Some writers outline and some make things up as they go along. I’m the first kind because when I try to be the second kind I end up down a giant, dark hole with no way out except for the use of the delete button. That’s a scary place to be for me.
I created a formal template of the outline I used on my last novel, The Second Chance House, and thought I’d share the outline with you. My novel is out in submission now, let’s keep our fingers crossed it finds the right home. I would like to use the outline again when I begin the second book in the series. Because I had done much of the work upfront, there was much less to edit on the back end. Oh, there was stuff to edit for sure, but I wasn’t trying to claw my way out of the black hole like I had in the last novel in my middle-grade series, Welcome To Skull Mountain.
The outline is not mine alone.
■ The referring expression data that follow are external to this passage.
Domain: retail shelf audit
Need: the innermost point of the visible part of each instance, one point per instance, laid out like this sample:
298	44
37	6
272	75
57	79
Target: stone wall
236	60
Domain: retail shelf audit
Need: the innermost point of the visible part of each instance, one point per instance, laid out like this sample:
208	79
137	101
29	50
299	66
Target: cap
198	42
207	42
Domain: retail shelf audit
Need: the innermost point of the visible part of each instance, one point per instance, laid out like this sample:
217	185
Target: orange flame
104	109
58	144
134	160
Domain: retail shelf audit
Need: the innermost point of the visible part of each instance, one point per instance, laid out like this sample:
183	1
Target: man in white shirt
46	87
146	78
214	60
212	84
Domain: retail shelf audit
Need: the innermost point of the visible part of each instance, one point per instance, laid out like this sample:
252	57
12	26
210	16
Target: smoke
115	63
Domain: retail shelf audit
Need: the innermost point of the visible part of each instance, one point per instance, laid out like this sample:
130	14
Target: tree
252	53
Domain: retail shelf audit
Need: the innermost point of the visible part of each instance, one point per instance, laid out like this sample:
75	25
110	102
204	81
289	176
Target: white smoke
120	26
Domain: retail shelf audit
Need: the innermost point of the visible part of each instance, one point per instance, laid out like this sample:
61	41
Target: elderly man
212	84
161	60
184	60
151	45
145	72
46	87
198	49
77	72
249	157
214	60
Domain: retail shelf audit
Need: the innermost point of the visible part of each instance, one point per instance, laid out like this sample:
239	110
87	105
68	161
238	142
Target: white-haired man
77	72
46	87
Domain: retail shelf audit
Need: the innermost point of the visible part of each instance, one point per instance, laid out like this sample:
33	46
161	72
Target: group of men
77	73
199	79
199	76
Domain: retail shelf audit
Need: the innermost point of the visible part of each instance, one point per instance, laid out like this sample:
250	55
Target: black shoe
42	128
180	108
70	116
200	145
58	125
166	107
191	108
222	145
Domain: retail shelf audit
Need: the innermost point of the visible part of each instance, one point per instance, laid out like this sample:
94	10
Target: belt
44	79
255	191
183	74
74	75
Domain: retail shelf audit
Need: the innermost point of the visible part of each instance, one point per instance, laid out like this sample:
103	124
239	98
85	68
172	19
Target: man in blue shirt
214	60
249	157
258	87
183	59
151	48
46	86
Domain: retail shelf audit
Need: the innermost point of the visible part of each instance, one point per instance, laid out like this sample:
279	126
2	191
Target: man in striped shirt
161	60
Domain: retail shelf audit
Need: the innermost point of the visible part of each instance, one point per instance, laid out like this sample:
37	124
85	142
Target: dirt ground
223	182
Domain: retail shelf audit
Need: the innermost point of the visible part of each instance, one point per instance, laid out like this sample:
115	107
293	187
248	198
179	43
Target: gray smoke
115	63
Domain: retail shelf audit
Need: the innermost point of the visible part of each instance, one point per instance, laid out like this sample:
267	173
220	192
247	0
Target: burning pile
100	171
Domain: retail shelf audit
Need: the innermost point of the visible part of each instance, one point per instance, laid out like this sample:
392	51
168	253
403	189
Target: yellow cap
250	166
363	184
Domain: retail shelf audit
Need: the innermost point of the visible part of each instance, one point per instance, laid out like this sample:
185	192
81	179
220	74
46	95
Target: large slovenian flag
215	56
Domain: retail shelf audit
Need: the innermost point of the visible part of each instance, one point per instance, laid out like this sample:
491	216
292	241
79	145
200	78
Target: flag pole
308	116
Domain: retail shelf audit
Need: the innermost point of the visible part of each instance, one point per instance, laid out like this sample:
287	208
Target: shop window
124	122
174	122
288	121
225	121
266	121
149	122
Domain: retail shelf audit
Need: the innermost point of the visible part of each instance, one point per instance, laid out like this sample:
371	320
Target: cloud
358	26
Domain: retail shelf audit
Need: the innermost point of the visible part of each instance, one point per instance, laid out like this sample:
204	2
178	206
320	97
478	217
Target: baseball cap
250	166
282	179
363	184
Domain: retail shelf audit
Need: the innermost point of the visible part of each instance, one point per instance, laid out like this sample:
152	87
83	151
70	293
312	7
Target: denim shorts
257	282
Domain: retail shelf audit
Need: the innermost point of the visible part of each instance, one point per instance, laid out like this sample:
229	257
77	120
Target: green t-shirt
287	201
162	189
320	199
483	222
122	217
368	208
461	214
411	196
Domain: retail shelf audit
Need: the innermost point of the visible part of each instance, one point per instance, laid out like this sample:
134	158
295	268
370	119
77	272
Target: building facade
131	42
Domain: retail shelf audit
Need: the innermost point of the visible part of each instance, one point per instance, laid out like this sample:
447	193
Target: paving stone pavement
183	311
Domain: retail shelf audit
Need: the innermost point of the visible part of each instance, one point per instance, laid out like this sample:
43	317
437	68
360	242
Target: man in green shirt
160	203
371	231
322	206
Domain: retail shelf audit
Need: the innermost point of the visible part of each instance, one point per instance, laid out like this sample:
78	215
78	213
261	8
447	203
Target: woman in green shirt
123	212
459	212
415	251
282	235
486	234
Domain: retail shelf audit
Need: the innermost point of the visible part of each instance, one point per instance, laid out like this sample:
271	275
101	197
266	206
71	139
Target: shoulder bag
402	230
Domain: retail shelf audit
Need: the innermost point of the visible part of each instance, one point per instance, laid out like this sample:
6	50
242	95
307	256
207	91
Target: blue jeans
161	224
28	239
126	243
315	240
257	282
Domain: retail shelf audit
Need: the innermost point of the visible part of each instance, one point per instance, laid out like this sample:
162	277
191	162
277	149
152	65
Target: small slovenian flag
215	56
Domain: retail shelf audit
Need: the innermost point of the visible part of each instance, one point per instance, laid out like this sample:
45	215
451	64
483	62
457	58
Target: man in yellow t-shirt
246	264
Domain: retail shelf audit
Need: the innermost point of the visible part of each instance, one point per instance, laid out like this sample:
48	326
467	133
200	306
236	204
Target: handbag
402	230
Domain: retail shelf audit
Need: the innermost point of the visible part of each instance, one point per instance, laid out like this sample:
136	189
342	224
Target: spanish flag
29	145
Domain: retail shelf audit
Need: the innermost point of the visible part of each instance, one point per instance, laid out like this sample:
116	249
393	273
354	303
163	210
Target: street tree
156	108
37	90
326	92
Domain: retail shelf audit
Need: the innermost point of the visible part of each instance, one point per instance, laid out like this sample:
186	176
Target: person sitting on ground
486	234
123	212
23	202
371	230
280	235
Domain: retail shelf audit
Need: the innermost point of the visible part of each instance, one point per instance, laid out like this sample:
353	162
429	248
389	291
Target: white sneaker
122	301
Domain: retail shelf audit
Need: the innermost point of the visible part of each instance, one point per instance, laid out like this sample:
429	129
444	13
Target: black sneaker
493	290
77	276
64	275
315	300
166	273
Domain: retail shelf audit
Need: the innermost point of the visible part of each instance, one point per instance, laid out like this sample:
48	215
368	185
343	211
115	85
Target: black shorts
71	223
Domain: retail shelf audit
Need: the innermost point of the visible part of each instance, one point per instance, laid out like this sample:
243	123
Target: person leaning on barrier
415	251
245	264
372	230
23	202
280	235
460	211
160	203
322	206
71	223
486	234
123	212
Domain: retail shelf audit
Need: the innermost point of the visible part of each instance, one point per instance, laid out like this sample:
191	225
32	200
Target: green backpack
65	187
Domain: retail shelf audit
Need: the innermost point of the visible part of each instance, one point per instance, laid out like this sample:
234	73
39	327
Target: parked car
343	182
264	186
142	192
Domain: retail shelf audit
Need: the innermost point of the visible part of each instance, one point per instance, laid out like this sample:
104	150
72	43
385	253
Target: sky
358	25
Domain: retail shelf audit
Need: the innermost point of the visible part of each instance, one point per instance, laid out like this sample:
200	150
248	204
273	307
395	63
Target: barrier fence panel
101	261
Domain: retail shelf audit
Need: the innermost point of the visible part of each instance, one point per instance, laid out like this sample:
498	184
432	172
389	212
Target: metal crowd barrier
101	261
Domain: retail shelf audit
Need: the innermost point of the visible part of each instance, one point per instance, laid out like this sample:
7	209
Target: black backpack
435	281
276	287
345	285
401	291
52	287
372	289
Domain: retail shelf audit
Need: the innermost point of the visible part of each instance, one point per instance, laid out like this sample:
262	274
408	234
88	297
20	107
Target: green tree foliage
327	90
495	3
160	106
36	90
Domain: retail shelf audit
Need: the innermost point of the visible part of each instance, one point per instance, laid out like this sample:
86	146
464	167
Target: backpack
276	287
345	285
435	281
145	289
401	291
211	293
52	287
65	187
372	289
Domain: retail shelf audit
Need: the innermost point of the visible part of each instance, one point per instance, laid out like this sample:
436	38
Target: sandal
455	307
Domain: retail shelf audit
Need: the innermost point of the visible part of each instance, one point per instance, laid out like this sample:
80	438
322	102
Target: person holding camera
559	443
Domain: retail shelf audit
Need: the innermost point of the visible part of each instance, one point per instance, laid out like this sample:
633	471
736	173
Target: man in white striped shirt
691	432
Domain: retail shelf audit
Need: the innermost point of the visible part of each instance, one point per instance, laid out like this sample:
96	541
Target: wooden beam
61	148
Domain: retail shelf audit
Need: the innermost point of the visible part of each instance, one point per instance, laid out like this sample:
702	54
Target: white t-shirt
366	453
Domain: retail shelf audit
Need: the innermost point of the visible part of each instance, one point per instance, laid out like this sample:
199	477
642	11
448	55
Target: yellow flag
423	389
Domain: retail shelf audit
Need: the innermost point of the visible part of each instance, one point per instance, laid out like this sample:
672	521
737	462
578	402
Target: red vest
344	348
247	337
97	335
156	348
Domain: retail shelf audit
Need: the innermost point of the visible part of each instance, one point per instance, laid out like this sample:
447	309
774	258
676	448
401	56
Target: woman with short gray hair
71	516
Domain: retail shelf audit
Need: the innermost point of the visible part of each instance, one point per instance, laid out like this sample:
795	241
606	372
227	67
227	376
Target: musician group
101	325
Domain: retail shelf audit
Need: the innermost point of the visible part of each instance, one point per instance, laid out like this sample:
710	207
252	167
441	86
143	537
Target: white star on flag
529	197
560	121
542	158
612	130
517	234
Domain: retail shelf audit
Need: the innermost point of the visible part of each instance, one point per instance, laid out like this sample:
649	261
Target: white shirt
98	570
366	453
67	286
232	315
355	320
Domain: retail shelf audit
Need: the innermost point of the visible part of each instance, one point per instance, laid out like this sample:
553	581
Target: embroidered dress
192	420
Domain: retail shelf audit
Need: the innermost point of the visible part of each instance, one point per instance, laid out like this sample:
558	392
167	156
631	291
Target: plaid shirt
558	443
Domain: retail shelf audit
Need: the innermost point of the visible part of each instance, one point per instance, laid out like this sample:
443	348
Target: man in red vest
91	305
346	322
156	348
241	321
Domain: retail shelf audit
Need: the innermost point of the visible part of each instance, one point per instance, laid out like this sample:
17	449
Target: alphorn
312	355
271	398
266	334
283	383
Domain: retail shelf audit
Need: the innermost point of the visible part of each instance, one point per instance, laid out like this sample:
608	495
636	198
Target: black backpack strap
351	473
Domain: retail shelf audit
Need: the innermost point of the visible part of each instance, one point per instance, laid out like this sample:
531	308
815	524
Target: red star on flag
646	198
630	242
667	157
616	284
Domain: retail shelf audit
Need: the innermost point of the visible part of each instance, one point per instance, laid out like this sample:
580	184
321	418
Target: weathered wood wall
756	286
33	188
I took pieces from gay romance author Damon Suede, (Damon is a fantastic writer and very funny. I’ve sat through several of his workshops.) And I took pieces from Cathy Yardley’s book Rock Your Plot. I like Cathy’s simplistic approach to explaining writing.
Here’s what I came up with:
Inciting Incident: The moment that changes the hero/heroine forever. Nothing is the same after this moment.
Plot Point One: Protagonist takes on the problem, but has no idea how to go about handling it.
Midpoint: Protagonist seems on the verge of achieving goal until everything falls apart. The protagonist is now proactive instead of reactive to the inciting incident. He/she can only be proactive by learning something new. The midpoint is a time to increase conflict.
Plot Point Two: Protagonist pushed into the spot from which success seems impossible. This should be the last big reveal of information and sets up the protagonist for the big dramatic conclusion. (You can’t reveal info after this point that hasn’t been set up already. Nothing can come in as a surprise to solve the problem.)
Black Moment/Climax: The worst possible thing has happened to the protagonist. All must seem lost at this point and the goal of the novel must seem unattainable.
Resolution: The breather. The world is restored to order and the protagonists can take a deep breath, and enjoy reaching their goal.
The outline is overly simplified, but it kept me on track. I filled in the blanks for every plot layer and subplot I had making sure every thread wound up at the climax of the story. This way the black moment effected everyone’s goals.
An outline might not speak to you. That’s okay. There is no right or wrong way to write a book. Find the method that works and try it. You may have a different method for each book you write. That’s fine too.